We're going to pull out tuples one by one, and we're going to pass those tuples as some sort of parameters that can be accessed in a way that's... different from the argument list. It's a need to use functions to access that. The OpenCLC talk will discuss this. And the argument list has been fixed in place for these calls to foo.

So really, we're just pulling things out. As you can see here, it's very random. And as we pull things out, the index space is going to shrink until it's empty, until there's nothing left to do.

At this point, the kernel terminates. And this is at its heart what an nd range is all about. I'm going to provide you with a few definitions that are within the specification.

The work item is what you should think of as an invocation of the kernel for a particular index. So in the very first example I said for i equals 0 to 10, i is the work item. Now if i is equal to 3, then your work item is... has a global ID, you see the next thing, but let me just say for a moment that your work item is equal to 3. Now what's going to happen is that you complete your work upon the i equals 3 and then you're finished. You don't do anything else.

You're done. The work item's dead.
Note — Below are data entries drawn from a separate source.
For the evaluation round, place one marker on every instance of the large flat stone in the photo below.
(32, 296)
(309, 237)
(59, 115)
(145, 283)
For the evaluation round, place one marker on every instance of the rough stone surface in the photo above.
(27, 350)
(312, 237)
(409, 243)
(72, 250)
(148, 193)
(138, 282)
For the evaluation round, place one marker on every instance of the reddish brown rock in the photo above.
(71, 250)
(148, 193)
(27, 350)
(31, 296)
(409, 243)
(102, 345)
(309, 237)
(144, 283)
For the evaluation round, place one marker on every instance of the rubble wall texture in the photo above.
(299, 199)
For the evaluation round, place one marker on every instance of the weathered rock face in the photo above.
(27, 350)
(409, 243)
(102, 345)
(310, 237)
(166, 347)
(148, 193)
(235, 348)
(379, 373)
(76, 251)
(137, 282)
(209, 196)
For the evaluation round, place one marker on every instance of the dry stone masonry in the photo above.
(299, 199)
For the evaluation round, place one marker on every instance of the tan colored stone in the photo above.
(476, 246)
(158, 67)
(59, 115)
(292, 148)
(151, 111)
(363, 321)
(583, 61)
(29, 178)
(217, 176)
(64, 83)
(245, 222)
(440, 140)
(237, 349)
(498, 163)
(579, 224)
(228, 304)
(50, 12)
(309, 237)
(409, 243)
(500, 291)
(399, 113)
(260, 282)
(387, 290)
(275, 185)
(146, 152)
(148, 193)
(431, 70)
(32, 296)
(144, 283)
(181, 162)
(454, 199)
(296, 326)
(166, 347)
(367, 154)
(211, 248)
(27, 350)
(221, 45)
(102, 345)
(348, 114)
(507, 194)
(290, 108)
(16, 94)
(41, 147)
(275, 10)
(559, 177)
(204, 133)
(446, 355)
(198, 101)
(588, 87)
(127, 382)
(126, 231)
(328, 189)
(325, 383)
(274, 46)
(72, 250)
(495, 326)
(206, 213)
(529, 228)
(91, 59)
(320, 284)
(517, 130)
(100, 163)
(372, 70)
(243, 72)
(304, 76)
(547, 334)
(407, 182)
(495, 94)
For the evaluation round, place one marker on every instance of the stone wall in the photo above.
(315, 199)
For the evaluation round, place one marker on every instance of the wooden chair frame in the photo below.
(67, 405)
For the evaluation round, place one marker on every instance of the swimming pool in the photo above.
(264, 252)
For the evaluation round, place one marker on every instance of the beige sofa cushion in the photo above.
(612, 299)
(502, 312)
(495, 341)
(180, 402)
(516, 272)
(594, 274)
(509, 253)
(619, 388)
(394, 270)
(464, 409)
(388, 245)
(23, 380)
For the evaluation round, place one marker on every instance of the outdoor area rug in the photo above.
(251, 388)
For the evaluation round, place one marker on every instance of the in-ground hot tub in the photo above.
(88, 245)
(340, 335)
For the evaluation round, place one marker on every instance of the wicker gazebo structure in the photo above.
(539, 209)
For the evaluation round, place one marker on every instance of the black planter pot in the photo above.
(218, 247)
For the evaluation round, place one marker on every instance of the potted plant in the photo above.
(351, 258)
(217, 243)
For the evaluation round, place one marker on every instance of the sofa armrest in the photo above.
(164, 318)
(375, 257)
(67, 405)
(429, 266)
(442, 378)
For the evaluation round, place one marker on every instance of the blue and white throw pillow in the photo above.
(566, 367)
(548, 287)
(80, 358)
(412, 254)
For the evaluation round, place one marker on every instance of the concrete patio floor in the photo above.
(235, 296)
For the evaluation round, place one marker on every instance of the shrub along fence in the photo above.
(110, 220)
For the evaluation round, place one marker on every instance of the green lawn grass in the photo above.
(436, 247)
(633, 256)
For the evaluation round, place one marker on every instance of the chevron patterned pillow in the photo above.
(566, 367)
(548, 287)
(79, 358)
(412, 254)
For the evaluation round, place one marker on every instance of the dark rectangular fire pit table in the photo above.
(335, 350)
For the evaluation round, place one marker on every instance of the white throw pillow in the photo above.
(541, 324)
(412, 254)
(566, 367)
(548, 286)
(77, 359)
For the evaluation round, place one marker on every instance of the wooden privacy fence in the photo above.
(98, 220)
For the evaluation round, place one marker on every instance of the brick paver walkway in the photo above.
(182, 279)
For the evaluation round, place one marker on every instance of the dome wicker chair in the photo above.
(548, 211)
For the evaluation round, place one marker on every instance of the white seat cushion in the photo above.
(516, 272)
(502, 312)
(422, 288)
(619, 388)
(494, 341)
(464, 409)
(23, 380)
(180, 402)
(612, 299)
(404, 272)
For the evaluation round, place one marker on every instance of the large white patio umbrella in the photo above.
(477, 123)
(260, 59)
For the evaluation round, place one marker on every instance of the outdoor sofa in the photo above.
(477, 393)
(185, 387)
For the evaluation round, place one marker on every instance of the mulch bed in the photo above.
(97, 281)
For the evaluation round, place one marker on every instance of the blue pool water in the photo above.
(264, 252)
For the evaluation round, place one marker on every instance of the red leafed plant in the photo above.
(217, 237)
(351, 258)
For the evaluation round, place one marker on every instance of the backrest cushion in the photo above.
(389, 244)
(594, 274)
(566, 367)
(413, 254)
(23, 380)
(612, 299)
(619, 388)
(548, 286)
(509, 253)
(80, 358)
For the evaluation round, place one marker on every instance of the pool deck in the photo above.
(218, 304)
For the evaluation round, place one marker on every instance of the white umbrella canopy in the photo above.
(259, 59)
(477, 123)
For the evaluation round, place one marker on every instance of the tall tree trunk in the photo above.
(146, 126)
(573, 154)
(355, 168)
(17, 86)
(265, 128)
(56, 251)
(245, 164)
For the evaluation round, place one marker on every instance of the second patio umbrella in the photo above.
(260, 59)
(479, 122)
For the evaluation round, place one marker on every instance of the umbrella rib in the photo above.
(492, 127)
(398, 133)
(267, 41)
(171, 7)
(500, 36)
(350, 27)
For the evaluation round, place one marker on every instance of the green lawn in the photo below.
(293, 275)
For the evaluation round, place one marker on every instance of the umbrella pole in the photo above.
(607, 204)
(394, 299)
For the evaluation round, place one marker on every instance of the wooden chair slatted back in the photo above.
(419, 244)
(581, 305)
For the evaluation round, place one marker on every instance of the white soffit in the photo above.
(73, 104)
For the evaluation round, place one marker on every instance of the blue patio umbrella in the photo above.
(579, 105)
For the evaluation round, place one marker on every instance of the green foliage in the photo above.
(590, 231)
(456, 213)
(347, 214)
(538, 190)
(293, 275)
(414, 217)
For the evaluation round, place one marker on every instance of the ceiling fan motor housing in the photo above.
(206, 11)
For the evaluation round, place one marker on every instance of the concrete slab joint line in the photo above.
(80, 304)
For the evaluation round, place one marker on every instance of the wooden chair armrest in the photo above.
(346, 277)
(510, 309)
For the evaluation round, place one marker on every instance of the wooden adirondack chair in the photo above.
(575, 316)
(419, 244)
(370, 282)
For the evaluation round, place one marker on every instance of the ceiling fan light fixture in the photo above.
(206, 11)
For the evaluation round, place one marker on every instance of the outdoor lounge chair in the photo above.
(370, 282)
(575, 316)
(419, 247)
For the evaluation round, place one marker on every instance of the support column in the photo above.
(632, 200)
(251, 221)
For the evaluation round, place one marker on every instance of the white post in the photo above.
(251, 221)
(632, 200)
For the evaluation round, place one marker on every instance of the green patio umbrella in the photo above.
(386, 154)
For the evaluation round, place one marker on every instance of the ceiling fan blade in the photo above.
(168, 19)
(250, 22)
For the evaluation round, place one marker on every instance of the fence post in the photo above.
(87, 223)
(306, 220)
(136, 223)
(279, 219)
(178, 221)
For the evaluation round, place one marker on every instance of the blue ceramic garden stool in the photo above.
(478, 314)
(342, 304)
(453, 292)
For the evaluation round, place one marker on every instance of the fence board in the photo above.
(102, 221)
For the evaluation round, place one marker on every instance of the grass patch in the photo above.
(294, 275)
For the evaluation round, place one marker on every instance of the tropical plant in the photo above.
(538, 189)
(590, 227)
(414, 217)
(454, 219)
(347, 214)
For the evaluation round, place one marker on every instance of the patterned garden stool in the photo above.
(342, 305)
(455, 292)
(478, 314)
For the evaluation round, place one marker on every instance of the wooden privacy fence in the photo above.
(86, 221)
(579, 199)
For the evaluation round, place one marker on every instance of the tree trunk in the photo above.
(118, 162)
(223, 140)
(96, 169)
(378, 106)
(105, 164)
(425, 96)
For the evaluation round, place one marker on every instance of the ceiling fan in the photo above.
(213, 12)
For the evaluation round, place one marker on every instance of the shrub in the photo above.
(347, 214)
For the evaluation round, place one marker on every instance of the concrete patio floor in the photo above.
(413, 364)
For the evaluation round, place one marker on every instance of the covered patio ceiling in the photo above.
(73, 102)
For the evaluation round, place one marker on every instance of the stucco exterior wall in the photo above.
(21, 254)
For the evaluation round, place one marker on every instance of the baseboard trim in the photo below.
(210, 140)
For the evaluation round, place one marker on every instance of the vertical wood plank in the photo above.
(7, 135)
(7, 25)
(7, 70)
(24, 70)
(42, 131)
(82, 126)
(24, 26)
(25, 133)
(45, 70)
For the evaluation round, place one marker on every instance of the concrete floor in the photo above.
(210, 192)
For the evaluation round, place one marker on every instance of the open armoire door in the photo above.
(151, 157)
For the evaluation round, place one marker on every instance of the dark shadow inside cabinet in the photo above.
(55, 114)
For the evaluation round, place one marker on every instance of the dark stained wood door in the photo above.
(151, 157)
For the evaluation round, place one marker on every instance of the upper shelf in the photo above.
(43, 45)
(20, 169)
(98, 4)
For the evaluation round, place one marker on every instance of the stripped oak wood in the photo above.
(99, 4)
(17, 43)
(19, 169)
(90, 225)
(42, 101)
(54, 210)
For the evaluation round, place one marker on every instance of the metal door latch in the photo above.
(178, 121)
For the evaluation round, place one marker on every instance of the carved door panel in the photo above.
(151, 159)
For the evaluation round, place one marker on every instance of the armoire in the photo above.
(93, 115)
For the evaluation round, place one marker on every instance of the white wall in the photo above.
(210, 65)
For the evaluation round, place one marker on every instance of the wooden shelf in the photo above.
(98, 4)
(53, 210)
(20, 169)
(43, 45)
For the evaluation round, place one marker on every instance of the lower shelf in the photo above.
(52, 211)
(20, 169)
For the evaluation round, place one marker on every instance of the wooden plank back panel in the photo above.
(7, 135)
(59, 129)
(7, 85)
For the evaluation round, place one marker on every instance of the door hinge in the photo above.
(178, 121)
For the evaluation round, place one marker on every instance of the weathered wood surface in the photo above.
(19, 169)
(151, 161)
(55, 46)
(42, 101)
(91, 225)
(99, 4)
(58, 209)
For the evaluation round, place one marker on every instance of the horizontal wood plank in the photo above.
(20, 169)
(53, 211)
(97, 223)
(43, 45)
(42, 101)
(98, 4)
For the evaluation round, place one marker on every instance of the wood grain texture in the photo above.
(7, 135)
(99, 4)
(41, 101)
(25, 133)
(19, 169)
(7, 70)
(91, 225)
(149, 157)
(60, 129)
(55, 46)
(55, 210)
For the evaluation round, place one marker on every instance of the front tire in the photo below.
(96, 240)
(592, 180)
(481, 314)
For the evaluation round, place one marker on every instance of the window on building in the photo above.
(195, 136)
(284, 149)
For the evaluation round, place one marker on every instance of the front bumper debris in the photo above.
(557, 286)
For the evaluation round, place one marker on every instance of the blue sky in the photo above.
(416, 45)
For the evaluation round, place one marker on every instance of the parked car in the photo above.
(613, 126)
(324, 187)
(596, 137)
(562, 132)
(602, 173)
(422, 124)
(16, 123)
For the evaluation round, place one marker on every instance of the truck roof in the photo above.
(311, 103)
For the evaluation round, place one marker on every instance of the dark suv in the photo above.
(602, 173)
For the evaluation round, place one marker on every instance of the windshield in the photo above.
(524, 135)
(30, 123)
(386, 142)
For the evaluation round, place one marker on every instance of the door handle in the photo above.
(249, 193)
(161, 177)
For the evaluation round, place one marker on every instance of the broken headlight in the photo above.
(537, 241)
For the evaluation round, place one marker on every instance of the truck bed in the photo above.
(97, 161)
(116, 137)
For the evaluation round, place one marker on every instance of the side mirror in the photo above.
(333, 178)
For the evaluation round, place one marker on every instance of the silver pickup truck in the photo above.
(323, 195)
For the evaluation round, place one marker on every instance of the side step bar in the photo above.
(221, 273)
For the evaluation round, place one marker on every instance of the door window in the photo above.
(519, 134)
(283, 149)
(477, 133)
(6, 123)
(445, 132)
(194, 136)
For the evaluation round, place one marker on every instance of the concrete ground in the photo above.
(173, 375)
Now, this is a very interesting way to think of a for loop.

It should become natural to you over time. I understand if it's not natural right now. This is probably one of the most intimidating parts of OpenCL is understanding these concepts.

Now we have what's also called a global ID, which is a globally unique ID for a work item. You can think of this as basically your index that you're using in your iteration space. And we have a global work size, which is the total number of work items. Now this is per dimension.

As I said, you can have multiple dimensions. And the work dimension is naturally defined as the dimension of the index space. You can either think of this as the number of four loops, so dimension 1 is one loop, dimension 2 is a loop inside of a loop, and dimension 3 is a loop inside of a loop inside of a loop, or you can think of it in terms of indices, that you have one element within the tuple, two elements, or three elements within the tuple. Either way, they're equivalent.

It's up to you how you like to think of them. Personally, I prefer to think in terms of index spaces now. When I began using OpenCL, I thought in terms of four loops. So I encourage you to think in terms of index spaces, but ultimately it doesn't matter. Unfortunately, something is missing from the execution model, but we haven't really motivated what's missing.

Everything I've said is accurate, but it's not the complete picture. And I want you to understand why it's bad that we're missing this. And we're going to have to discuss how we map the execution model to the device model in order to properly motivate.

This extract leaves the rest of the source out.